Benötigt Eppingen ein Fast-Food-Restaurant einer der großen Burger-Ketten? Diese Frage kocht in der Fachwerkstadt regelmäßig hoch. Fast auf den Tag genau vor zwölf Jahren wurden erstmals Pläne von McDonald's publik, dass man den Standort Eppingen prüfe. Die Reaktionen fielen damals geteilt aus. Während sich vor allem junge Menschen über das Ansinnen freuten, sahen einige Gastronomen die drohende Konkurrenz nicht gerne und befürchteten Umsatzeinbußen.

Andere wiederum reagierten eher gelassen und machten deutlich, dass sich die Angebote an verschiedene Kundengruppen richteten. Die Pläne der amerikanischen Fast-Food-Kette zerschlugen sich jedoch 2009 und es kehrte wieder Ruhe in der Gastroszene der Fachwerkstadt ein.

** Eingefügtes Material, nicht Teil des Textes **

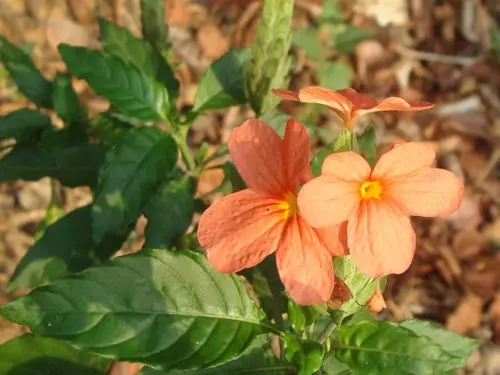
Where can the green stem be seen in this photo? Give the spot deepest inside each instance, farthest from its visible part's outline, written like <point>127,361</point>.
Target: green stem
<point>326,332</point>
<point>180,138</point>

Allerdings nur für rund zweieinhalb Jahre. 2012 kündigte McDonald's erneut an, den Standort zu prüfen. Wie knapp drei Jahre zuvor, war ein Standort an der B293 nahe der Abfahrt Eppingen-West im Gespräch.

Thema im Wahlkampf

Wie gerne vor allem Jugendliche ein Fast-Food-Restaurant hätten, zeigte sich im selben Jahr auch im OB-Wahlkampf. Viele Jugendliche hatten Oberbürgermeister Klaus Holaschke während seiner Wahlkampftour gefragt, wann es denn endlich mit Burger, Pommes und Nuggets soweit sei. "Solche Wünsche gibt es immer wieder", bestätigt Holaschke der Kraichgau Stimme, "Fast Food, Freibad, das sind Wünsche, die immer wieder an mich herangetragen werden". Doch erneut verliefen die Überlegungen im Nichts, nachdem der Interessent "einen Schwenk in Richtung Brackenheim" gemacht hatte, so Holaschke.

OB Klaus Holaschke: "Ich kann den Namen weder bestätigen noch dementieren"

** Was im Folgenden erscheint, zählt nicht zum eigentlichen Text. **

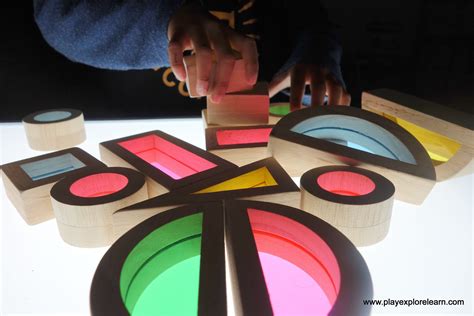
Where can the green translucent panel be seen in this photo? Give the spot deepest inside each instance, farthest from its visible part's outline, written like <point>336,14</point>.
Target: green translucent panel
<point>174,292</point>
<point>167,260</point>
<point>280,109</point>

Dann war es viele Jahr lang still. Bis jetzt ein Post in einem sozialen Netzwerk wieder aufhorchen ließ. Ob es zutreffe, dass eine bekannte Fast-Food-Kette den Standort Eppingen prüfe?, wurde in einer Eppinger-Gruppe gefragt. Die Rede ist dieses Mal von Burger King. "Ich kann den Namen weder bestätigen noch dementieren", erklärt OB Klaus Holaschke auf Nachfrage. Anfragen gebe es immer wieder, die Stadt nehme diese ernst und prüfe sie.

Holaschke macht aber auch deutlich: "Aus unserer Sicht kommt nur ein Standort in der Weststadt in der Nähe der Bundesstraße in Frage." Die dortigen Erdarbeiten, das betont Holaschke, "haben aber nichts mit der möglichen Ansiedelung eines Fast-Food-Restaurants zu tun". Hier handele es sich um Arbeiten, die das Landesamt für Denkmalpflege durchführe. Holaschke: "Wir planen, dieses Areal zukünftig zu entwickeln. Deshalb müssen zunächst archäologische Grabungen durchgeführt werden."

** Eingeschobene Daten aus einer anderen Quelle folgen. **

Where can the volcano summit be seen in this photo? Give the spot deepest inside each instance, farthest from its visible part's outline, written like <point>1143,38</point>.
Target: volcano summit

Eppingen habe Lage und Größe, um als Standort interessant zu sein

Ob jetzt auch wieder die Bedenken der Gastronomen Fahrt aufnehmen? Holaschke beschwichtigt: "Ein Fast-Food-Restaurant in der Weststadt an der B293 sehe ich nicht als Konkurrenz zur Innenstadt. Wer gut ist, braucht die vermeintliche Konkurrenz nicht zu fürchten." Der Oberbürgermeister hält ein Fast-Food-Restaurant in der Peripherie durchaus für denkbar, zumal "täglich etwa 20.000 Fahrzeuge Eppingen auf der Bundesstraße passieren". Eppingen habe eine gewisse Lage und Größe, um als Standort für eine Fast-Food-Kette interessant zu sein.

Doch ist in einer Zeit, in der Nachhaltigkeit und Regionalität beim Essen eine immer größere Rolle spielen, Fast Food überhaupt noch zeitgemäß? Oberbürgermeister Holaschke bejaht das. "Nachhaltigkeit und Regionalität schreibt sich heute jedes Unternehmen auf die Fahnen und ich habe gelesen, dass es beim jetzigen Interessenten beispielsweise kein Plastikspielzeug mehr gibt."